I knew that meant a nominal fee, but wondered how many more similes he was going to deliver instead of the money. But to the honour of the solicitor, I am bound to say that point was soon cleared up, and the practice of magistrates, supposed to be in their right minds, committing people for trial with no “shadder” of evidence against them, it now became my duty to inquire into. I asked how he knew there was no evidence, and whether the man bore a respectable character.
“Oh, I was up before the Baron,” he answered. ("Yes,” I thought, “but you must wake very early if you are up too soon for Baron Martin.”) “And the Baron said, as to grantin’ bail, ’Certainly he should; the magistrates had no business to commit him for trial, for there was not a rag of a case against the man.’ So you see, sir, it’s a easy case, Mr. ’Awkins; and as the man’s a poor man, we can’t mark much of a fee.”

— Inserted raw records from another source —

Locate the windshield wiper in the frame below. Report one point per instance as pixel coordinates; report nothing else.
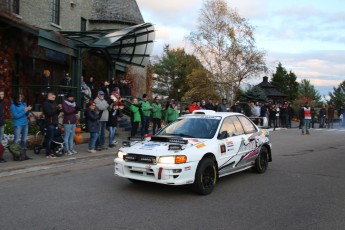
(181, 135)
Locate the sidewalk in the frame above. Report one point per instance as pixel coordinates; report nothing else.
(40, 160)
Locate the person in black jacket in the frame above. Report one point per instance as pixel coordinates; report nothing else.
(92, 117)
(114, 114)
(51, 111)
(2, 119)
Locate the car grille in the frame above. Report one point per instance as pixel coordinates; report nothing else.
(140, 158)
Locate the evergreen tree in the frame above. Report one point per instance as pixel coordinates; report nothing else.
(285, 82)
(307, 90)
(337, 98)
(254, 93)
(171, 70)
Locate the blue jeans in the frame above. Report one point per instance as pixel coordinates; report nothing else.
(1, 132)
(69, 136)
(145, 125)
(101, 131)
(49, 137)
(306, 125)
(322, 122)
(112, 131)
(23, 132)
(93, 139)
(156, 124)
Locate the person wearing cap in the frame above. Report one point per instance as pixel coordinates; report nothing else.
(203, 105)
(91, 118)
(102, 110)
(20, 112)
(157, 115)
(193, 106)
(51, 111)
(171, 114)
(146, 113)
(105, 88)
(45, 82)
(70, 111)
(222, 107)
(236, 108)
(210, 105)
(135, 116)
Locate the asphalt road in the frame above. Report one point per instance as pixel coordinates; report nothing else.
(304, 188)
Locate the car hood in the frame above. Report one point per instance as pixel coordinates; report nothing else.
(163, 147)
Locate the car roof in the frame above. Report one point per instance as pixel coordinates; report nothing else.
(211, 113)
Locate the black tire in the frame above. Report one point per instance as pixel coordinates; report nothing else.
(59, 151)
(261, 162)
(37, 149)
(205, 177)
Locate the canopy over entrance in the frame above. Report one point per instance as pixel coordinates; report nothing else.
(128, 46)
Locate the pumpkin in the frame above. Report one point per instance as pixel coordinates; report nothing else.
(78, 139)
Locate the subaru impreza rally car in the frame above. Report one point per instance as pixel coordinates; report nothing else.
(196, 149)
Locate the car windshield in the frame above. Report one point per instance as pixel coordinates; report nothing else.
(194, 127)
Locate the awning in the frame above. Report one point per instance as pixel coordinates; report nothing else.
(129, 46)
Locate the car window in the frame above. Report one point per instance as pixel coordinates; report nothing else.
(228, 126)
(196, 127)
(247, 125)
(238, 126)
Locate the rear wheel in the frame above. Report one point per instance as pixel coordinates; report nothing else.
(261, 162)
(205, 177)
(37, 149)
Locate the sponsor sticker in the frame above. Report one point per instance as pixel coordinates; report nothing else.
(201, 145)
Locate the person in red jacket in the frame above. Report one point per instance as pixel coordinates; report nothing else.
(193, 107)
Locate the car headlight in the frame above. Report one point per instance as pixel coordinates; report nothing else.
(121, 153)
(179, 159)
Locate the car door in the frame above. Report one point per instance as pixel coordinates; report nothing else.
(248, 148)
(229, 144)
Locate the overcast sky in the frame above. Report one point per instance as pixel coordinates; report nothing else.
(306, 36)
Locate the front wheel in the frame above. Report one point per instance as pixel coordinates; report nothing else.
(261, 162)
(205, 177)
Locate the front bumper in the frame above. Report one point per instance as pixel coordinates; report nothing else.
(172, 174)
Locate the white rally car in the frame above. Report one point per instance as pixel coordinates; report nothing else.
(196, 149)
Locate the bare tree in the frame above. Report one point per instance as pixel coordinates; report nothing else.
(224, 43)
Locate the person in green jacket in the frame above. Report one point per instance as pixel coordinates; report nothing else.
(146, 113)
(135, 116)
(171, 114)
(157, 114)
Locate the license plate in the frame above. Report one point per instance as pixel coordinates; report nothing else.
(138, 169)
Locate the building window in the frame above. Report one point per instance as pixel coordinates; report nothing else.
(83, 24)
(15, 6)
(56, 12)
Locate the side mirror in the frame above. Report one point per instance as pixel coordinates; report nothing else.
(223, 135)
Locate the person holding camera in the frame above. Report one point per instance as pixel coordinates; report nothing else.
(92, 125)
(114, 115)
(70, 110)
(171, 114)
(20, 111)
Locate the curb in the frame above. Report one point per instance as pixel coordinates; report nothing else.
(53, 163)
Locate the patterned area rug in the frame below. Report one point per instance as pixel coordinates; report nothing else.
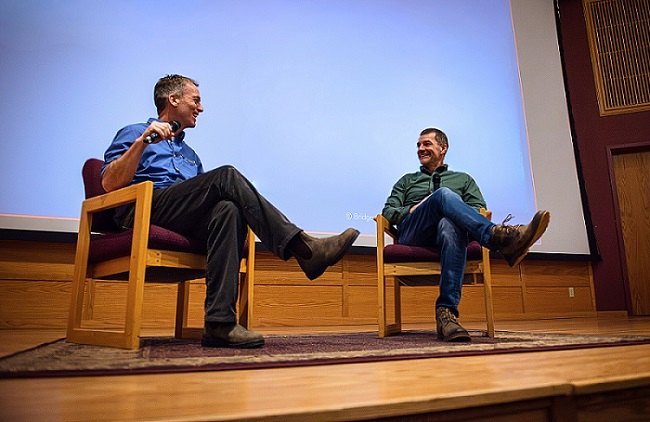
(165, 354)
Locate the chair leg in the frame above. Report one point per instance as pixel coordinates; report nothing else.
(487, 286)
(182, 307)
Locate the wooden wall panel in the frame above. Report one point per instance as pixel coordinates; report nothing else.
(545, 273)
(32, 295)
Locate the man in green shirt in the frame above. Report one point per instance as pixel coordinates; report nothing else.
(439, 207)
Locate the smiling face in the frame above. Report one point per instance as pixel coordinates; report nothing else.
(186, 106)
(430, 152)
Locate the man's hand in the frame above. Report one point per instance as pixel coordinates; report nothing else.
(418, 204)
(163, 129)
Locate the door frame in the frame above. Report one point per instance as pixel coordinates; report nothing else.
(613, 150)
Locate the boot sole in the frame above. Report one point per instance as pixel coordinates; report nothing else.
(539, 231)
(315, 274)
(456, 338)
(217, 342)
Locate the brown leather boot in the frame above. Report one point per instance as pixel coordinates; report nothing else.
(324, 251)
(448, 327)
(513, 242)
(230, 335)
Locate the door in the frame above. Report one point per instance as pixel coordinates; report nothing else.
(632, 174)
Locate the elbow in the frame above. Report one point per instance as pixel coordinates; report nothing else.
(108, 185)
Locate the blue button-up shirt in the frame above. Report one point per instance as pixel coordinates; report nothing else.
(164, 163)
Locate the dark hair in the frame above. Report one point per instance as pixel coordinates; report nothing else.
(169, 85)
(439, 135)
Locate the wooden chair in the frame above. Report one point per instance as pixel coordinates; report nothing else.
(395, 260)
(147, 252)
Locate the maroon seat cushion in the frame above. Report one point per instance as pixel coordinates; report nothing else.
(114, 245)
(405, 253)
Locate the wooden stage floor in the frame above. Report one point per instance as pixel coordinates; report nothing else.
(608, 384)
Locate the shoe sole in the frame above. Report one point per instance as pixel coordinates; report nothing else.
(539, 231)
(216, 342)
(456, 338)
(314, 275)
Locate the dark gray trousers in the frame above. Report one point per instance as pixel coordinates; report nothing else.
(216, 207)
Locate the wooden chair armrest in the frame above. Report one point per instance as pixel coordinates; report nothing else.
(116, 198)
(384, 227)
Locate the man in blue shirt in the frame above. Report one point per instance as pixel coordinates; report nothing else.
(215, 206)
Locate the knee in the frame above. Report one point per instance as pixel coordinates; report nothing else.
(448, 232)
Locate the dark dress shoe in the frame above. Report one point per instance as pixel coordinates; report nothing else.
(230, 335)
(325, 251)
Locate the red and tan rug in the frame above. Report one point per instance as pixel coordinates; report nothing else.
(165, 354)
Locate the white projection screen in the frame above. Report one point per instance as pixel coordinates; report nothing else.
(318, 102)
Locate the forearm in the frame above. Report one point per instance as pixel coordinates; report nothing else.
(120, 172)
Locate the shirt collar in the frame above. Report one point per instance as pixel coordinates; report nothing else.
(440, 169)
(179, 138)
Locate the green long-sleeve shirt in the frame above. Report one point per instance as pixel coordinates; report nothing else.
(412, 188)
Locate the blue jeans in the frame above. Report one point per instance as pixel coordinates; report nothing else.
(444, 221)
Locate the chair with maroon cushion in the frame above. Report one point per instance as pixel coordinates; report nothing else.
(403, 261)
(145, 253)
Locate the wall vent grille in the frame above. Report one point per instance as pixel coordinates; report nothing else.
(619, 40)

The usual complaint with quarter sessions solicitors.
Such were my instructions. I was young in practice at that time, and took a great deal more in—I mean in the way of credulity—than I did in after life. Nor was I very learned in the ways of solicitors’ clerks. I knew that hearsay evidence, even in the case of a Judge’s observation, was inadmissible, and therefore what the Baron said could not strictly be given; but I did not know how far you might go in the country, nor what the Marquis’s opinion might be of the Baron. I therefore mentioned it to Rodwell, who, of course, was instructed for the prosecution; he was in everything on one side or the other—never, I believe, on both.
This stickler for etiquette was absolutely shocked; he held up his hands, began a declamation on the rules of evidence, and uttered so many Pharisaical platitudes that I only escaped annihilation by a hair’s-breadth. He was always furious on etiquette.
Much annoyed at his bumptious manner, I was resolved now, come what would, to pay him off. I wanted to show him he was not everybody, even at Hertford Sessions. So when the case came on and the policeman was in the box, I rose to cross-examine him, which I did very quietly.